9:00am - Commencement of Day Two
Recognising Respiratory Failure
The respiratory system is often thought of as a difficult system to assess. However, the importance of assessment cannot be underestimated, particularly as problems associated with the respiratory system often result in acute deterioration and may be the cause of a patient becoming acutely unwell. This session will review key anatomical and physiological principles to guide your assessment of respiratory failure. It includes:
- The difference between ventilation and oxygenation, and why it matters
- Respiratory pathophysiology – type I respiratory failure versus type II respiratory failure
- The indications for the use of non-invasive ventilation (NIV)
- Practical strategies to assist with the introduction and management of NIV
Fluid and Electrolyte Balance
Failure to recognise and appropriately treat fluid and electrolyte imbalances can have fatal consequences. Knowledge and understanding of normal physiological processes is essential for accurate patient assessment. This session will refresh your knowledge and assist you to get up-to-speed of the different types of fluids and their uses. Topics include:
- What are the normal physiological processes of fluid balance?
- What is hypovolaemic shock? How would you recognise it and what might the causes be?
- What intravenous fluids should be used and when?
- How do you recognise electrolyte disturbances early?
- How can you identify important/life-threatening ECG changes on the rhythm strip?
10:30am - Morning Tea
Acute Kidney Injury – More than Just Low Urine Output
Acute onset of kidney injury ranges from mild impairment of function through to acute kidney failure. The incidence increases significantly with progressive severity of the underlying cause. Topics include:
- A brief look at the role of the kidneys
- The potential causes and classifications of acute kidney injury
- Recognising renal dysfunction and the key to preventing acute renal failure
- The management principles of acute renal failure
- A look at renal replacement therapies - basic explanation
Recognising Rapid Cardiovascular Deterioration
Pulmonary embolism, tension pneumothorax, and/or pericardial tamponade, are potentially dangerous cardiac conditions that require alert and responsive care. Your cardiac assessment skills are vital if you are to recognise these states early to ensure appropriate management occurs and rapid deterioration is prevented. In this session, you will review the following considerations for these three common cardiac causes of clinical deterioration:
- The patients considered most at risk
- Pathophysiology related to clinical presentation
- Identification and outline of early management
- Goals of treatment
1:00pm - Lunch and Networking
Sepsis and the Significance of Early Recognition
Did you know that sepsis is one of the leading causes of death globally? Preventing mortality related to sepsis begins with early detection and timely interventions. This session uses case scenarios to explain the pathophysiological mechanisms by which sepsis develops. It will look at how you can detect the early warning signs of sepsis. Finally, it will assist you to understand the evidence-based management of this potentially fatal condition across a range of clinical settings. It includes:
- What is the definition of sepsis?
- What is the relationship between infection and sepsis?

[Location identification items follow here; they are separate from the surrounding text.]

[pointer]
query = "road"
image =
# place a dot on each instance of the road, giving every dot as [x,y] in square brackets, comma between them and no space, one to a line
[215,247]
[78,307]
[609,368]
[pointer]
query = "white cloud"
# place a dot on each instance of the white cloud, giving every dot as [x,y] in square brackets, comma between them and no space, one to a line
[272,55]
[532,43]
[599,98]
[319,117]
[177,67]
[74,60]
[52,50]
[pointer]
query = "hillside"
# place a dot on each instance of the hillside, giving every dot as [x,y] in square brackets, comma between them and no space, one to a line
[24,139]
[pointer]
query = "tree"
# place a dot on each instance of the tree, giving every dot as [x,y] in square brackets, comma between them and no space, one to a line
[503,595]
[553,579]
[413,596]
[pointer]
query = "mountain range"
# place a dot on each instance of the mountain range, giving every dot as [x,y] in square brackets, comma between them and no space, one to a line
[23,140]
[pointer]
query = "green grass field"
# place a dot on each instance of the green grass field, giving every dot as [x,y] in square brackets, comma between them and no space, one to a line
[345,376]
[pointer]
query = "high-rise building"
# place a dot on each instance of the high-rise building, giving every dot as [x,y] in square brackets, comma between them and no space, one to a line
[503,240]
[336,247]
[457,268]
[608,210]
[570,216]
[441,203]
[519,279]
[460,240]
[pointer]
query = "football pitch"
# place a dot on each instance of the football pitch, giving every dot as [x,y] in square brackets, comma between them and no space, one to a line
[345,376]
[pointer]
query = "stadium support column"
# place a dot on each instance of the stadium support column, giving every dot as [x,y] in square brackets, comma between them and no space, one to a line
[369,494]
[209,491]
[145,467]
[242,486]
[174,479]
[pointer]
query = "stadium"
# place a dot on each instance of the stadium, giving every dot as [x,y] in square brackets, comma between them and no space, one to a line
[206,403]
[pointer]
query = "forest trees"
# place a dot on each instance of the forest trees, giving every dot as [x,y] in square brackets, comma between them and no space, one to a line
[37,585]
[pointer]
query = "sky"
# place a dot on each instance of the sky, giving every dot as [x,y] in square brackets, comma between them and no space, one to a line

- Early recognition – what are the clinical signs? E.g. an increasing SOFA score
- Why is timely intervention so important?
- In a suspected or a known case of sepsis, what are the main nursing management priorities across a range of clinical settings?
3:00pm - Afternoon Tea and Coffee
When Things Don’t go to Plan…
While the purpose of clinical assessment is to prevent deterioration and recognise acute illness early, it is inevitable that some patients will become significantly unwell. This final session of the seminar will examine some of the key communication challenges that can occur when these sticky situations arise. Take away some key practical skills to help you manage your own stress during these situations.